Of course, I am not here merely as a tourist, but to do work for an organization that is trying to conserve the magic of Kenya for future generations as well as enrich and educate its local communities. My primary duty as an intern will be to assist on the so-called Human Footprint Project, using satellite imagery collected from recent years to document areas of human disturbance across the Ewaso ecosystem, which is home to diverse and abundant wildlife including many of Kenya’s treasured elephants. Large portions of this area also happen to be slated for human development in the coming years, and are currently experiencing growing levels of human disturbances. Tracking these changes in areas known to be important for the seasonal movements of elephants and other wildlife is therefore an important task for understanding how greater levels of human development will impact these populations in the coming years. That is not to say that my time is solely occupied sitting on a computer. Already in my first week in Samburu I have spent plenty of time out in the field assisting the research team with the long-term monitoring of elephants, conducting censuses of mammals around the park to document their changing spatial distributions, and I even had the opportunity to ride along in STE’s small survey plane to check on whether a conglomeration of vultures spotted in the park was the result of a deceased elephant (thankfully, it was not).

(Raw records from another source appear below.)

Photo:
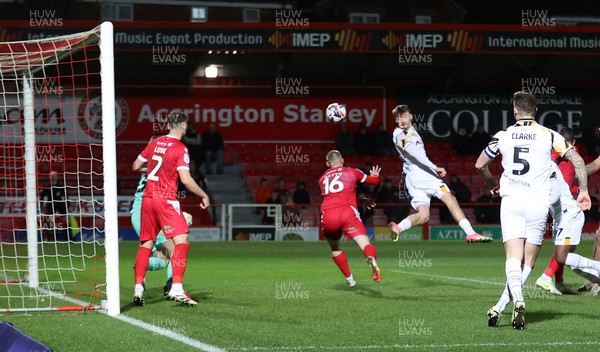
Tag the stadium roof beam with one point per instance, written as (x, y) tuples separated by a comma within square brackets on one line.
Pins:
[(236, 4), (575, 20)]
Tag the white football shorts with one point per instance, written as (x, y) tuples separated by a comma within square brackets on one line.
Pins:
[(523, 218), (424, 186)]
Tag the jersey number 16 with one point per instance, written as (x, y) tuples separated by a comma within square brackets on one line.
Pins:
[(334, 186)]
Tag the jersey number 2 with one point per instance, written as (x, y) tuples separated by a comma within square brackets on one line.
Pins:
[(334, 186), (518, 160), (152, 175)]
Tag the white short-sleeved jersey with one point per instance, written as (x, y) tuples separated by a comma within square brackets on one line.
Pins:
[(411, 149), (525, 149)]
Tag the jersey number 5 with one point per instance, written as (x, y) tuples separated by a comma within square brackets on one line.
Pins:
[(152, 175), (518, 160), (334, 186)]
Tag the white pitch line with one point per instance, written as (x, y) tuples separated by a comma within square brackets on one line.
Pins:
[(450, 277), (428, 346), (141, 324), (170, 334)]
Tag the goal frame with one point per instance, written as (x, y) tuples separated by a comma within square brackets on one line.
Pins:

In contrast to that noisy Nairobi morning my first day in Kenya, I now wake up to the calls of hornbills and weaverbirds giving alert to the rising sun. As I emerge from my tent, I am greeted with the sights of a lazily flowing river and, occasionally, juvenile vervet monkeys wrestling playfully in their sleeping tree. Before I start my workday, I like to sit down near the water and watch as the wildlife begin to stir. It is not hard to feel excited about the day ahead because one never knows what amazing opportunities it will bring. Behind every Acacia tree and on the far side of each hill lurks the potential for a new and special memory. It is this potential that makes the work here feel ever the more fulfilling because it directly benefits the wildlife and helps ensure that local communities and visitors from all over the world will be able to share similar experiences well into the future.